I have a theory that this set of plants which are very much seen as weeds and unwelcome invaders follow us around because they want to support us and are resilient in the face of our own arrogance and self-importance.
ST JOHN’S WORT
I’m definitely not a royalist and definitely anti all that but if a plant could be my queen it would definitely be this St John’s Wort its Latin name is Hypericum Perforatum (Latin names are important as they allow us to identify plants universally thus sharing different cultural uses and readings of them).

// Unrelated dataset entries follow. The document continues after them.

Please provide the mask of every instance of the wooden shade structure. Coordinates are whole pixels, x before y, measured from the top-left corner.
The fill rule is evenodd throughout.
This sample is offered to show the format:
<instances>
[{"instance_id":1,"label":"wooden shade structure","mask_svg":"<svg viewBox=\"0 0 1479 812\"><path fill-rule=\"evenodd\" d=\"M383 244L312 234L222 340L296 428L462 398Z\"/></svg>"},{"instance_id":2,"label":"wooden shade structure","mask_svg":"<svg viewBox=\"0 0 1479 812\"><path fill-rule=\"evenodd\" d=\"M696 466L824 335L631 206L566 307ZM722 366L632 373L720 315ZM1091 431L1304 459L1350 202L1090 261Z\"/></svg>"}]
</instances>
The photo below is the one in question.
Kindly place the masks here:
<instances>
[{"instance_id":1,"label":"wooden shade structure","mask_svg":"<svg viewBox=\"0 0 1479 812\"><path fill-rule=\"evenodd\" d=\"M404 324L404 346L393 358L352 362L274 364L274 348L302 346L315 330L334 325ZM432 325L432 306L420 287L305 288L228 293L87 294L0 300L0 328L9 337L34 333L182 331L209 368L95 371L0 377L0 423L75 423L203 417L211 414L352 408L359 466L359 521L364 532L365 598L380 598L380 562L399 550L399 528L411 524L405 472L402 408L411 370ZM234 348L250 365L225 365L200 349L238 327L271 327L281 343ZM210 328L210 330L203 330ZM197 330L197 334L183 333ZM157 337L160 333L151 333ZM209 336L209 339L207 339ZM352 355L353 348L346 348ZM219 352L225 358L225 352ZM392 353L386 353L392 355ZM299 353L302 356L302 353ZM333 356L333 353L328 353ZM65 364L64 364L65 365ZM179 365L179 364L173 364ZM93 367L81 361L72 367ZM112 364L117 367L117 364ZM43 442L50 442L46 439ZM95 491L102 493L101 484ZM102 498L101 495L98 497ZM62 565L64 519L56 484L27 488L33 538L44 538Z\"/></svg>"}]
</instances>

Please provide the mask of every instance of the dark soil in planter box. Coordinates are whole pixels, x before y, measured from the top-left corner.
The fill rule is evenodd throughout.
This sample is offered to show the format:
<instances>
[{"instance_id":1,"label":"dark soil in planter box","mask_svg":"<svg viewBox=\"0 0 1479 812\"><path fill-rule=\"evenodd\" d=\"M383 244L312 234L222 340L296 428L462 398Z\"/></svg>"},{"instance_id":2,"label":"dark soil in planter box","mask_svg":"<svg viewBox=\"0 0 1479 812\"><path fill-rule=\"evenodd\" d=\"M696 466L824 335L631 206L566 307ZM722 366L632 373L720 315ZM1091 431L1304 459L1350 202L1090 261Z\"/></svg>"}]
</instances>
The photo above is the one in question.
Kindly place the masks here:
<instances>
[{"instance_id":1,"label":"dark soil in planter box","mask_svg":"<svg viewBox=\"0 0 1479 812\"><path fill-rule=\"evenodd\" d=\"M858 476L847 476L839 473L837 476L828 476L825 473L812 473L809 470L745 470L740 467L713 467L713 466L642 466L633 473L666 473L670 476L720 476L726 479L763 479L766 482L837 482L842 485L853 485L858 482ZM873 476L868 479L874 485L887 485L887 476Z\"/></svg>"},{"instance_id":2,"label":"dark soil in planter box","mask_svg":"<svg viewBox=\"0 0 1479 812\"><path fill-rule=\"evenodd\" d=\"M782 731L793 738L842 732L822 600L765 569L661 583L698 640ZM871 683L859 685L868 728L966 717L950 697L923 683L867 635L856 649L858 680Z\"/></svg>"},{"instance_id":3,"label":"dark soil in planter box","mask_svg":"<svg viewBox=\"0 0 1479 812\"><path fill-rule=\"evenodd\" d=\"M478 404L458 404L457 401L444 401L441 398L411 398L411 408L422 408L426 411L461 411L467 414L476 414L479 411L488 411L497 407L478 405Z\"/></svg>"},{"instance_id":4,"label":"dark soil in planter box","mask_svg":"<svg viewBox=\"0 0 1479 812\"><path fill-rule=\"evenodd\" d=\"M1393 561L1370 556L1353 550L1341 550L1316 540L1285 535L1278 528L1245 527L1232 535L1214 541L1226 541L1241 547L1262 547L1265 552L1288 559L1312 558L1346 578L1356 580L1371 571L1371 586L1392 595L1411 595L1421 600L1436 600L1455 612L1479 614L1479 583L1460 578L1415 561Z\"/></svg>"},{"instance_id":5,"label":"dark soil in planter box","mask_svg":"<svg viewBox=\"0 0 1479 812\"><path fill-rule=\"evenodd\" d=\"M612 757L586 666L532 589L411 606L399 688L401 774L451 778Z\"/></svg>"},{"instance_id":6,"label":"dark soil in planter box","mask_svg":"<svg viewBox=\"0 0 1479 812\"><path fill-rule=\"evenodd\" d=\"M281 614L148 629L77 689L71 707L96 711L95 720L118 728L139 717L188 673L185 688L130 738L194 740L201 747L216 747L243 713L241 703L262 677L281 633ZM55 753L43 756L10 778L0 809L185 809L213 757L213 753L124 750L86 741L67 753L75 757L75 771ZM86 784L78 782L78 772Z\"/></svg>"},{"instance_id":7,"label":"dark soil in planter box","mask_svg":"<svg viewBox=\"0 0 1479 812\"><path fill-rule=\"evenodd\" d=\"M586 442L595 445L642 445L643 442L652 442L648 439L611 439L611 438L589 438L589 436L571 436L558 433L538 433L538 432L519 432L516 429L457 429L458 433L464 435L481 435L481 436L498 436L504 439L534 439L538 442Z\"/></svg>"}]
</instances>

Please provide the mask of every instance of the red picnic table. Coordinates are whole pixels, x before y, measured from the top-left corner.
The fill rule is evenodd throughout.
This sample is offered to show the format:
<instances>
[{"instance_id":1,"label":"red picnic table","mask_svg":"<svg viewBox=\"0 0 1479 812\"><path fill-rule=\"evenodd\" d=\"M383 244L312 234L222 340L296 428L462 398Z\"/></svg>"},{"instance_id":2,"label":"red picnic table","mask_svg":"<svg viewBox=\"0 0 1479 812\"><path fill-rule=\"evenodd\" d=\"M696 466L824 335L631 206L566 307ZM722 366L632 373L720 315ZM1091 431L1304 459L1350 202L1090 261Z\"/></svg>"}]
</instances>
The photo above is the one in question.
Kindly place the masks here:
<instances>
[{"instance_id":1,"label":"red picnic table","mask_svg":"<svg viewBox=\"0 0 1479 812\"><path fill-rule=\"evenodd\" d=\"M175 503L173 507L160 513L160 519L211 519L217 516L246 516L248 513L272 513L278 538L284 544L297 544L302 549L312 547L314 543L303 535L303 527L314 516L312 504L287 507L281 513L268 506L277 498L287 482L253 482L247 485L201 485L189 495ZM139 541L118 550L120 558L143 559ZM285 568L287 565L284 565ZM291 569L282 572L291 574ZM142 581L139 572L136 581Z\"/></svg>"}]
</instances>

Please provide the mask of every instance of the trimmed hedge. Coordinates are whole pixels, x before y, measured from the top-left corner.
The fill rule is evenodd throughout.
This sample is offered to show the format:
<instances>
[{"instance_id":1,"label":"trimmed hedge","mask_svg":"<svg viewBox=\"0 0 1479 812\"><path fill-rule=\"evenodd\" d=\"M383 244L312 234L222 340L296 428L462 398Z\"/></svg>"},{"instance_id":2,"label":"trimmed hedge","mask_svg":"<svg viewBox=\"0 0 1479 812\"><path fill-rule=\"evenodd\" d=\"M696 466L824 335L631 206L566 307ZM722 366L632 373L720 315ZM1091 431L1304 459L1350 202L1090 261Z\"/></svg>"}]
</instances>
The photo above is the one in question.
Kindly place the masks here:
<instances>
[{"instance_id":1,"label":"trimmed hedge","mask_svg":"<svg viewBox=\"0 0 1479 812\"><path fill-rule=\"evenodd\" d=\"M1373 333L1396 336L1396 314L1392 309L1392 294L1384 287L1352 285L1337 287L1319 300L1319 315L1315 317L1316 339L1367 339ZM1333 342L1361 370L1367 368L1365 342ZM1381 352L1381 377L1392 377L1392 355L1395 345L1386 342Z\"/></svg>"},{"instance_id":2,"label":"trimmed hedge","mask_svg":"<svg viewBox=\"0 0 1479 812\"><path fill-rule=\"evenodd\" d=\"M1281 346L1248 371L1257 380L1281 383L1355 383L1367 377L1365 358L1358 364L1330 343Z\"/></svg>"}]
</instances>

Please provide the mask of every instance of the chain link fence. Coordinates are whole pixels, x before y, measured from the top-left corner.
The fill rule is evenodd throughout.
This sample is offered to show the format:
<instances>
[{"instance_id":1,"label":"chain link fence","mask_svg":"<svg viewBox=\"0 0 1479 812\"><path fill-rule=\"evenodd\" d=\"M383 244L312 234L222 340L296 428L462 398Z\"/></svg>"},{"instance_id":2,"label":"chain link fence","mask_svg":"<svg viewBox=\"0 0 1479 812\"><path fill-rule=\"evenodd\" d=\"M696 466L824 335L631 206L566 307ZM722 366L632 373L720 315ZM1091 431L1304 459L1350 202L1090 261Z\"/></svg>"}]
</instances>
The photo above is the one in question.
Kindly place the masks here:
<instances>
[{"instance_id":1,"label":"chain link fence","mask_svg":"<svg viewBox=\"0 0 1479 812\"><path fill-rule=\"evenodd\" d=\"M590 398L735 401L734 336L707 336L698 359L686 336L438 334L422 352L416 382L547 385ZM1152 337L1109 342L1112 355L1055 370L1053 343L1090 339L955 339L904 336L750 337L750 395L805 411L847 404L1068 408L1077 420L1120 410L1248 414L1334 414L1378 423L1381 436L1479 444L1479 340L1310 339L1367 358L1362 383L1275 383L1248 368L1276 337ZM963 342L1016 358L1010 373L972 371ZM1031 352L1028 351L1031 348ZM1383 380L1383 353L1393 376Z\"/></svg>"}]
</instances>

This is the plant that has seduced me this year. It’s such a potent special little being used to help treat mild depression and also used topically for nerve pain. Known in France as Chasse-diable the devil chaser and traditionally burnt here in the uk over the mid-summer celebrations to also chase devils away. This is also the time to harvest which is when it’s at its most potent. So I couldn’t believe it when I found there was loads growing in the waste ground round the back of spode.
I got loads and still managed to harvest in an honourable manner (see Robin Wall Kimmerer). It’s such a fun one to identify as when you pick a leaf and hold it up to the sun it’s seems to be full of tiny dot’s which look like perforations (Hypericum Perforatum).
Also if you squish the flower between your fingers it releases this amazing purple red oil which is hypericin. It’s apparently a strong medicine not to be taken lightly as it can actually stop other medicines from working.
I am not a medicinal herbalist and just interested and learning as I go but a herbalist would say it’s not good to look at individual plants for treating particular ailments but better to look more holistically about the body and life in general so that everything can be looked at at once to figure out why we have particular symptoms.
PLANT OF THE MONTH - LAVENDER
My plant of the month this month is Lavender which grows in magnificent abundance in the garden. In particular English Lavender or the Angustifolias. The bees are absolutely loving it and it’s so nice to just stop and concentrate and to tune into their buzzing. Something I would recommend everyone doing. Next time you notice a load of lavender just slow down and see and listen for a moment.
Anyways I use lavender essential oil in all sorts it has antibacterial properties and studies have shown it to have a broad action against a range of microbes. People use it in treatments for burns, bites and wound and of course it’s really calming and helps to reduce your stress levels with its scent. It’s an amazing all-rounder and I love the way it can have a healing effect without you having to do anything more than smelling it, it’s a winner for me.